Multichannel linear prediction-based dereverberation in the short-time Fourier transform (STFT) domain has been shown to be highly effective. Using this framework, the desired dereverberated multichannel signal is obtained by filtering the noise-free reverberant signals using the estimated multichannel autoregressive (MAR) coefficients. To use such methods in the presence of noise, especially in the case of online processing, remains a challenging problem. Existing sequential enhancement structures, which first remove the noise and then estimate the MAR coefficients, suffer from a causality problem as both the optimal noise reduction and dereverberation stages depend on the current output of each other.
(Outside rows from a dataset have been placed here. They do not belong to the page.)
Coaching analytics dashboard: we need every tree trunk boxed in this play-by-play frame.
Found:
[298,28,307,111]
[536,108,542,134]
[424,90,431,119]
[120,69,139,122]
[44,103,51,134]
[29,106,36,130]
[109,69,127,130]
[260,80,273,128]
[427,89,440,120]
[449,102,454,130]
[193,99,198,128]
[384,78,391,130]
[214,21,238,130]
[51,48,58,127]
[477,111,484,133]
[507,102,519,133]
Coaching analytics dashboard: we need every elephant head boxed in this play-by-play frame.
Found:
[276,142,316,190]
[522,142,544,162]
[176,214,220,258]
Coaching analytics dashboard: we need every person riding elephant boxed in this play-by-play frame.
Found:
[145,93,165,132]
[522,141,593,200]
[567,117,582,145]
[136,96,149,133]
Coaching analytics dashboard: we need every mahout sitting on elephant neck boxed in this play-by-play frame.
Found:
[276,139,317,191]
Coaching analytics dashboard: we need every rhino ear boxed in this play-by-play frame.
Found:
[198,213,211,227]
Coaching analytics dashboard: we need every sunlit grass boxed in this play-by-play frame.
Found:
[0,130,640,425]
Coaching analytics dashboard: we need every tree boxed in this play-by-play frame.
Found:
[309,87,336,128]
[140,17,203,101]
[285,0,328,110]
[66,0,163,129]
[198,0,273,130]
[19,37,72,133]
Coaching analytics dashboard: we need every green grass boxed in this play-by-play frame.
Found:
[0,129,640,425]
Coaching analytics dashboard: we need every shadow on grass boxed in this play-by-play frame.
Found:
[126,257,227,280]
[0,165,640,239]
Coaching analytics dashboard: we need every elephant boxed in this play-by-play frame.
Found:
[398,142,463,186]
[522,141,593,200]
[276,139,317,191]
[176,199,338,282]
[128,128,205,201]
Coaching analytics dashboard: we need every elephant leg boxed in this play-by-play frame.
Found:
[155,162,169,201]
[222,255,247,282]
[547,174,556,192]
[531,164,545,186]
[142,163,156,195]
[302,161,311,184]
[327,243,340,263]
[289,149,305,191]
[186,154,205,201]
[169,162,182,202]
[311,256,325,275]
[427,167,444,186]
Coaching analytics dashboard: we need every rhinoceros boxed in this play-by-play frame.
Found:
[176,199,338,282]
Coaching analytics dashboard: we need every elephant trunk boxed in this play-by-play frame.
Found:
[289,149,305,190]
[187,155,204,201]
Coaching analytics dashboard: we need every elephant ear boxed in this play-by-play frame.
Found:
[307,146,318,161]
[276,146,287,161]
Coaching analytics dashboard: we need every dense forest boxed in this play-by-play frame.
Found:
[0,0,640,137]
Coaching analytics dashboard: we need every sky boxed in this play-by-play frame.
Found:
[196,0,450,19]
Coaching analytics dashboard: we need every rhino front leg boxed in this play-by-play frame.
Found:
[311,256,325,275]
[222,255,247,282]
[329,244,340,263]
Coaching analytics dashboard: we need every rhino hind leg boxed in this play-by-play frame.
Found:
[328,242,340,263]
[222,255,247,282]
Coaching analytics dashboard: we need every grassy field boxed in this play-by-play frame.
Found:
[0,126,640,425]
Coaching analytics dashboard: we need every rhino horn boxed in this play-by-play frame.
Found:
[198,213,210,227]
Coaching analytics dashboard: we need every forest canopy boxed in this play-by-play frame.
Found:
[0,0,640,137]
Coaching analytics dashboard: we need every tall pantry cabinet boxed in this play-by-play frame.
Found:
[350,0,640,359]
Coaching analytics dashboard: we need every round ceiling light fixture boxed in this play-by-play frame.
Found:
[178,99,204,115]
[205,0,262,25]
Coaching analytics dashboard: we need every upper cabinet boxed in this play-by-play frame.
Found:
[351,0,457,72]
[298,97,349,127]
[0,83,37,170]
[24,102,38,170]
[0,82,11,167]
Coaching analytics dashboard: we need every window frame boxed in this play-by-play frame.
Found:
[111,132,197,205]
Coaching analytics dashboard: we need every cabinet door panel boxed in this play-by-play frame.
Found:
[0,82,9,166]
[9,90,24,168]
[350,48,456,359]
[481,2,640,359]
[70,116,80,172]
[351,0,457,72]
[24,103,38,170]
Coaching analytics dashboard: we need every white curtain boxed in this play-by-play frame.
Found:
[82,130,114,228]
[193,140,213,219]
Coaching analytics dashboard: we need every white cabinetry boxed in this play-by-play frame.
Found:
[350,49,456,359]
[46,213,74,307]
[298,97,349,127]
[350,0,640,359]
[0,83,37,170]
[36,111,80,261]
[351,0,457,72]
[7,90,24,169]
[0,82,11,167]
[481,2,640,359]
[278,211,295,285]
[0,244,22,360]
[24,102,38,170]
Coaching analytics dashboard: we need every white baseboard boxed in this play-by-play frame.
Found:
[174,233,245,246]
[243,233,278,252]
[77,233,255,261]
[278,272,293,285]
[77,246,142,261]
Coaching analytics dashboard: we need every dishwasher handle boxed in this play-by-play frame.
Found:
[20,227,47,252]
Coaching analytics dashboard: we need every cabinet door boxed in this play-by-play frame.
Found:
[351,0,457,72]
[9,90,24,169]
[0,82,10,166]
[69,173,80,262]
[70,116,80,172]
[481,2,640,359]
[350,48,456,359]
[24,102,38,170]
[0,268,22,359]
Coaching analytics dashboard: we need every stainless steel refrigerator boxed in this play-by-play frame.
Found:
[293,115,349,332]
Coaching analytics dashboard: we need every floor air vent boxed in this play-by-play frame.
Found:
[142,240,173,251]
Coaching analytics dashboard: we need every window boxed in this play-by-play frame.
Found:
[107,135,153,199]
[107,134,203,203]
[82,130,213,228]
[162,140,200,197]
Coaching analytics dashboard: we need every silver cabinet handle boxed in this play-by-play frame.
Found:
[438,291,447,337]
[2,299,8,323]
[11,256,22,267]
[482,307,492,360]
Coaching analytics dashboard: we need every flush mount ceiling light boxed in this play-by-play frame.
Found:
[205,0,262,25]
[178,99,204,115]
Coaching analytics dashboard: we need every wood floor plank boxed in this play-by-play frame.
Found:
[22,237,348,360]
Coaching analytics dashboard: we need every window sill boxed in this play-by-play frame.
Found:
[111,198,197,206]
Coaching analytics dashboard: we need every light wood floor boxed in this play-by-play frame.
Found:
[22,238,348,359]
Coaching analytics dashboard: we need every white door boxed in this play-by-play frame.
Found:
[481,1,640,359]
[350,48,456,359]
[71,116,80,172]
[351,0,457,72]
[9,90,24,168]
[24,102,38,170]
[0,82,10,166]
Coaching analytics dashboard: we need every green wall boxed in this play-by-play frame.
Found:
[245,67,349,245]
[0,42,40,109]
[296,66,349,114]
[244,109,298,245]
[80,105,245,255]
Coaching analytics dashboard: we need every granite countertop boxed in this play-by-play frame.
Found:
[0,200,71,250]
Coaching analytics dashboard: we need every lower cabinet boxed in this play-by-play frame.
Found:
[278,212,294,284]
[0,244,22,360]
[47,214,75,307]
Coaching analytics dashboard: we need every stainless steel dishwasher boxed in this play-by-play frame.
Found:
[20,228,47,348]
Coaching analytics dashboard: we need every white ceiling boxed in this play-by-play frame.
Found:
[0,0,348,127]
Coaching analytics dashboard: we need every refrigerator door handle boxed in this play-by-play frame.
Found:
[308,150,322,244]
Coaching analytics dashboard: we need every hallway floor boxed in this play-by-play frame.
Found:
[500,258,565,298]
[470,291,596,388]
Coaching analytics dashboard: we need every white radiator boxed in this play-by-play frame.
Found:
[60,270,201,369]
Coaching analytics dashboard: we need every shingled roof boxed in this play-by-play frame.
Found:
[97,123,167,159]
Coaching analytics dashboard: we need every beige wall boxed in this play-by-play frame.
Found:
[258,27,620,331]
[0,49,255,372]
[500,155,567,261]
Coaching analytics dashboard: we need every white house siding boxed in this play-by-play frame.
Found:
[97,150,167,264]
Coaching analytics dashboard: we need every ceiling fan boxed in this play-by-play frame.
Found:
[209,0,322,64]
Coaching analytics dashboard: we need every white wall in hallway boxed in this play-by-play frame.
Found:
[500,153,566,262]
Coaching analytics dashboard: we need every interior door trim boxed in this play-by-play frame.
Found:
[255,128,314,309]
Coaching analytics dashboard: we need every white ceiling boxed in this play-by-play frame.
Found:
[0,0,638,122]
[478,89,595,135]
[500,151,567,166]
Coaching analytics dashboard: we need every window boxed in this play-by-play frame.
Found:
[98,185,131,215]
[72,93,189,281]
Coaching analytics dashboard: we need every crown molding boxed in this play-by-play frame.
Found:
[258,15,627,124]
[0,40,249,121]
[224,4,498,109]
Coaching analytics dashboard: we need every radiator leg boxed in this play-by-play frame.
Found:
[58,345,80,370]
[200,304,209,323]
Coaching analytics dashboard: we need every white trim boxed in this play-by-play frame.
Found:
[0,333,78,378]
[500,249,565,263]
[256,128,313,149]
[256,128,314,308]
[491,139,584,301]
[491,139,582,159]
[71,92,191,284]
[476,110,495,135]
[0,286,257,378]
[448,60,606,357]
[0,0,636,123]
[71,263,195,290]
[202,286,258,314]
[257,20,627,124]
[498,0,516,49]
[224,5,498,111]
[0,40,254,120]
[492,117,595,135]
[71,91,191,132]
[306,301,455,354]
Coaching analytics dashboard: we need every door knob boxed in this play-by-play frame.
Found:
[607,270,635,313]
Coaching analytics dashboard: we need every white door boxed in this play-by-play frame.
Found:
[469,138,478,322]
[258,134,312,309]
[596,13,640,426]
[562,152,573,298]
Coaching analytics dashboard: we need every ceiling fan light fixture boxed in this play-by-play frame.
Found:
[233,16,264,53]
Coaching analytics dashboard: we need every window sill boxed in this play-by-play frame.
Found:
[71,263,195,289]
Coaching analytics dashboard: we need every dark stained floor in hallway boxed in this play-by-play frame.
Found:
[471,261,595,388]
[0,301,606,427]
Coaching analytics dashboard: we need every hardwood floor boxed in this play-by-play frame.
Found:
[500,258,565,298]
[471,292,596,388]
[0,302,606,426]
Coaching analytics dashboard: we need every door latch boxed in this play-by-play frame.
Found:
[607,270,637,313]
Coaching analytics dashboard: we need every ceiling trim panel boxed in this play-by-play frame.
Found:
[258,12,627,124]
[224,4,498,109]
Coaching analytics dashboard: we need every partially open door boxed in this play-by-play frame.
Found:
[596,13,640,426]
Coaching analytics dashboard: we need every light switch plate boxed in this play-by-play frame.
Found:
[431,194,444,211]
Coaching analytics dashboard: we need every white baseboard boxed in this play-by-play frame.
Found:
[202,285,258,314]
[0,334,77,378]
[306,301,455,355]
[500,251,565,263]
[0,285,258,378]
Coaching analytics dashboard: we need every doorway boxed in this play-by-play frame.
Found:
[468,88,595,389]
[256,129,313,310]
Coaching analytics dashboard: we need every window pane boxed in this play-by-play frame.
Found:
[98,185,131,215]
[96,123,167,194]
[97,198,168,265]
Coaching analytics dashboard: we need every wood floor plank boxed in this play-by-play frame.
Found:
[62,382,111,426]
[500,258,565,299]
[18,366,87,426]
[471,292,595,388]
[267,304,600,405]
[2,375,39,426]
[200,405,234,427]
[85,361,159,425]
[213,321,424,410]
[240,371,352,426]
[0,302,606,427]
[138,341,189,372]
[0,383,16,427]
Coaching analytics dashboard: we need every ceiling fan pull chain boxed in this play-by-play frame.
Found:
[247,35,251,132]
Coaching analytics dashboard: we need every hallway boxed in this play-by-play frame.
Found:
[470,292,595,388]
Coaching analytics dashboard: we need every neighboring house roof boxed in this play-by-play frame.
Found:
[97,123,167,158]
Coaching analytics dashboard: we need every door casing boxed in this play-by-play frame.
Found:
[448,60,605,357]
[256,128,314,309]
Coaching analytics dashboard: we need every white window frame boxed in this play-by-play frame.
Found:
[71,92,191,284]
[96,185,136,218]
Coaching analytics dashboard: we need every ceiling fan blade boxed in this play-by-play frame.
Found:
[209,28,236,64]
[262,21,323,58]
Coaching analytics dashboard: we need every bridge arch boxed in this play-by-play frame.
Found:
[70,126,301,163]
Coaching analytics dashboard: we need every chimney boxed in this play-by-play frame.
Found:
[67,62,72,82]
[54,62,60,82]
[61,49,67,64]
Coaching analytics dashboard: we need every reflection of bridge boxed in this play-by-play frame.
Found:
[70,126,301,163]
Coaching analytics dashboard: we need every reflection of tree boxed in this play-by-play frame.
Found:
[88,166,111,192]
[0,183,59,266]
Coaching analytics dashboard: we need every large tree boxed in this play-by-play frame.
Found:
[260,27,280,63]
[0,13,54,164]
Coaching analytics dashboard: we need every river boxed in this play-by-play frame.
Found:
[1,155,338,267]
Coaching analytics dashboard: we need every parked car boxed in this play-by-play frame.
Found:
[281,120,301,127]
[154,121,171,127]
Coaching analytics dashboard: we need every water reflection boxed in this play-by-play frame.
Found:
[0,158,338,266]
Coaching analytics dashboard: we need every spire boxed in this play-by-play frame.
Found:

To address this problem, an algorithm that consists of two alternating Kalman filters to estimate the noise-free reverberant signals and the (MAR) coefficients is proposed. The causality of the estimation procedure is important when dealing with time-variant acoustic scenarios, where the MAR coefficients are time-varying. The proposed method is evaluated using simulated and measured acoustic impulse responses and is compared to a method based on the same signal model. In addition, a method to control the reverberation reduction and noise reduction independently is derived.